De Vienne (lire ci-dessous) à Hanoi mais aussi dans bien d'autres capitales, le «redéploiement» et la «réorganisation» du réseau suscite craintes et turbulences dans les communautés d'expatriés. «Ces centres sont des outils d'influence grâce auxquels on touche et on renouvelle le public francophile, il ne s'agit en aucun cas de s'en débarrasser mais il faut les moderniser», explique-t-on au ministère des Affaires étrangères. Avec un souci manifeste de calmer le jeu, on y fait valoir la nécessité d'utiliser au mieux les deniers publics, compte tenu de contextes locaux particuliers. On invoque aussi l'impératif du redéploiement géographique qui détermine les priorités : en Algérie, par exemple, où la situation s'est normalisée après les années de guerre civile, en Chine «émergente», désormais terrain incontournable pour la coopération... Mais, au total, les crédits de coopération avec les pays développés baisseront d'environ 5% en 2006.

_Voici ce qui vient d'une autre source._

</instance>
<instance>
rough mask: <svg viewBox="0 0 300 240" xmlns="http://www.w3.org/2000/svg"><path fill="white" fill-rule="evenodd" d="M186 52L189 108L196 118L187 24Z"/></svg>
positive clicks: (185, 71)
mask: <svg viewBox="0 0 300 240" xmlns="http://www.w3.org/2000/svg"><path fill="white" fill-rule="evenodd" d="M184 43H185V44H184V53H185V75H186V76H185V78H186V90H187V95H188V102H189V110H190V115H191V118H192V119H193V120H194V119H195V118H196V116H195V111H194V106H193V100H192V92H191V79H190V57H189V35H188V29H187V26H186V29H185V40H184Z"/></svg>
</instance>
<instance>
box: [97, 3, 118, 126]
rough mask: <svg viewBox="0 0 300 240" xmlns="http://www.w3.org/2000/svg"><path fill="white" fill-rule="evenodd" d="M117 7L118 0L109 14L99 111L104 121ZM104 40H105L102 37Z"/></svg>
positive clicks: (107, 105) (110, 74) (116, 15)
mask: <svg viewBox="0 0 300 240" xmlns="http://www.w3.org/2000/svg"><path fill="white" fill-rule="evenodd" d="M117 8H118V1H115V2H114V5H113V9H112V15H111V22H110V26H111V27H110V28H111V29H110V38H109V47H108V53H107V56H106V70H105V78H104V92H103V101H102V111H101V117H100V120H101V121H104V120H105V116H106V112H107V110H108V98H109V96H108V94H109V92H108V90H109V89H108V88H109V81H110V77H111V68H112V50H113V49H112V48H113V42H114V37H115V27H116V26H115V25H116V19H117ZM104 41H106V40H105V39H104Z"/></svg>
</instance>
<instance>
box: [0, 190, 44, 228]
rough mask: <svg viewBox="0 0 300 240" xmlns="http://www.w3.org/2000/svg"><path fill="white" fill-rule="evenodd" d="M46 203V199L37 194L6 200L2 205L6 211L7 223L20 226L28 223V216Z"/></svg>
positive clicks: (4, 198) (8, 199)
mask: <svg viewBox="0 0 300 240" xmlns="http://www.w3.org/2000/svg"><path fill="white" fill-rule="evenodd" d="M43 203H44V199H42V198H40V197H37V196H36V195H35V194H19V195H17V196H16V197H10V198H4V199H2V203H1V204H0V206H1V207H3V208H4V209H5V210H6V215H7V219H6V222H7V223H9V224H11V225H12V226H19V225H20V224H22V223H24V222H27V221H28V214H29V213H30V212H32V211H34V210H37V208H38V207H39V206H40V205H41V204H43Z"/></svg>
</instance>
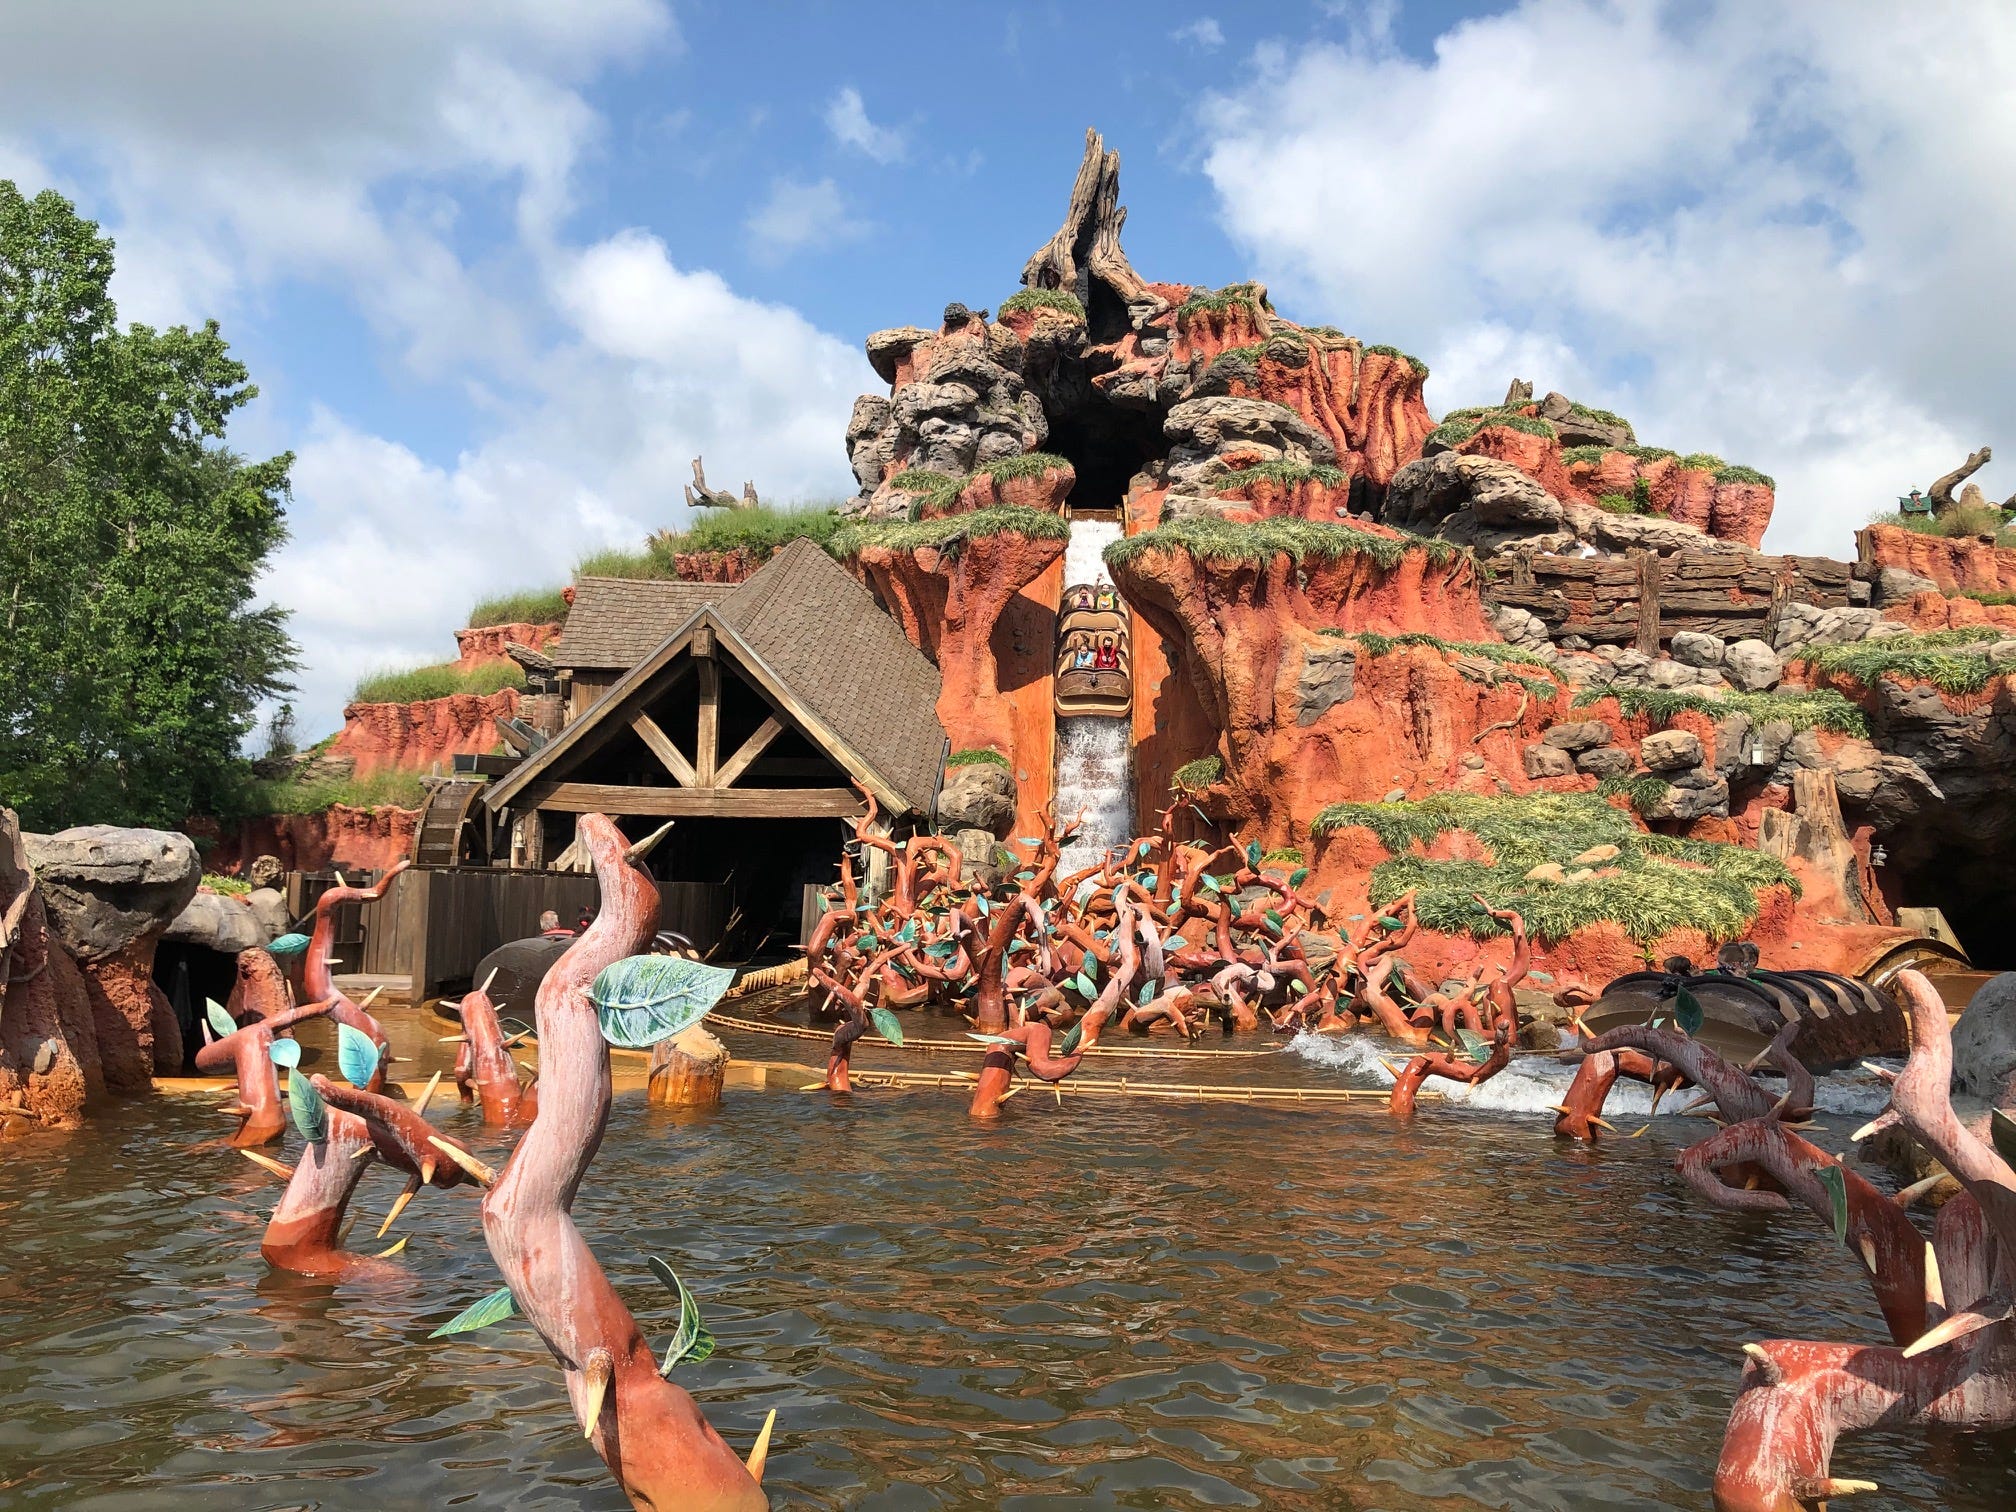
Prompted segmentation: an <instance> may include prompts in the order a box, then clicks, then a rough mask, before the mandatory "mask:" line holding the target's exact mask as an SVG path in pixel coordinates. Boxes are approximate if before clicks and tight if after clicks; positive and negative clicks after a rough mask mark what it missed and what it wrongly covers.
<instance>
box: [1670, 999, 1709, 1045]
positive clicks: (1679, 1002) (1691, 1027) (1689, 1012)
mask: <svg viewBox="0 0 2016 1512" xmlns="http://www.w3.org/2000/svg"><path fill="white" fill-rule="evenodd" d="M1702 1018H1706V1014H1704V1012H1702V1000H1699V998H1695V996H1693V994H1691V992H1687V990H1685V988H1681V990H1679V994H1677V996H1675V998H1673V1022H1675V1024H1679V1032H1681V1034H1685V1036H1687V1038H1693V1036H1695V1034H1699V1032H1702Z"/></svg>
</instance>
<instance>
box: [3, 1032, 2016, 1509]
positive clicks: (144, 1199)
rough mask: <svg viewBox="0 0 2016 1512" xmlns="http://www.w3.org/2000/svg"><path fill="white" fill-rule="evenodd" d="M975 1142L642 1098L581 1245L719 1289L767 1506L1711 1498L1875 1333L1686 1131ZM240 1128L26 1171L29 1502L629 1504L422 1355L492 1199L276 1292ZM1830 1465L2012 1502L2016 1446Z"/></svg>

C'est en Europe, là où il est le plus dense, que le «réseau» français est soumis à la pression la plus forte. Dans de nombreuses villes du Vieux Continent pétries de traditions et d'histoire, où les intelligentsias entretiennent avec la France des liens séculaires, il n'y plus guère de situations acquises. Locaux somptuaires, faibles effectifs étudiants (parfois moins de 300 par an), médiathèques désertées (souvent moins d'une centaine d'inscriptions), les coûts de fonctionnement sont dans certains cas disproportionnés par rapport à l'activité. D'où des fermetures en rafale : Kiel, Heidelberg, Erlangen, Karlsruhe et Bonn en 2001, Sarrebruck en 2002, Porto et Graz en 2004, Gand et Gênes cette année.
Les autres sont fortement incités à s'autofinancer, en diminuant leurs coûts de structure, en nouant des partenariats avec les entreprises où en équilibrant financièrement leurs cours de langue. Cette variable d'ajustement peut se révéler lucrative. A Hanoi, les tarifs des cours pour les 5 000 étudiants qui fréquentent annuellement le Centre culturel pourraient être prochainement revus à la hausse de 25 %. A Vienne, les programmes vont être ciblés à destination de clients rémunérateurs comme les entreprises. «Là où notre réseau est confronté à la concurrence d'une offre particulièrement fournie (universités, instituts divers...), il faut nous réorienter vers des publics spécifiques, comme les professeurs de français, les étudiants avancés, les utilisateurs du français technique, la formation permanente...», explique-t-on au Quai d'Orsay où l'on affirme également que lorsqu'une fermeture est envisagée, on s'efforce de mettre en place des solutions de substitution. Autre piste, celle des colocalisations qui permettent des économies substantielles. C'est ainsi que Français et Allemands ont mis en place des établissements culturels conjoints à Ramallah, Glasgow, Luxembourg, Palerme, Santa Cruz et Lahore. Pour conserver son poids culturel et même espérer l'étendre, Paris ne peut plus jouer en solo mais doit désormais compter sur ses partenaires européens.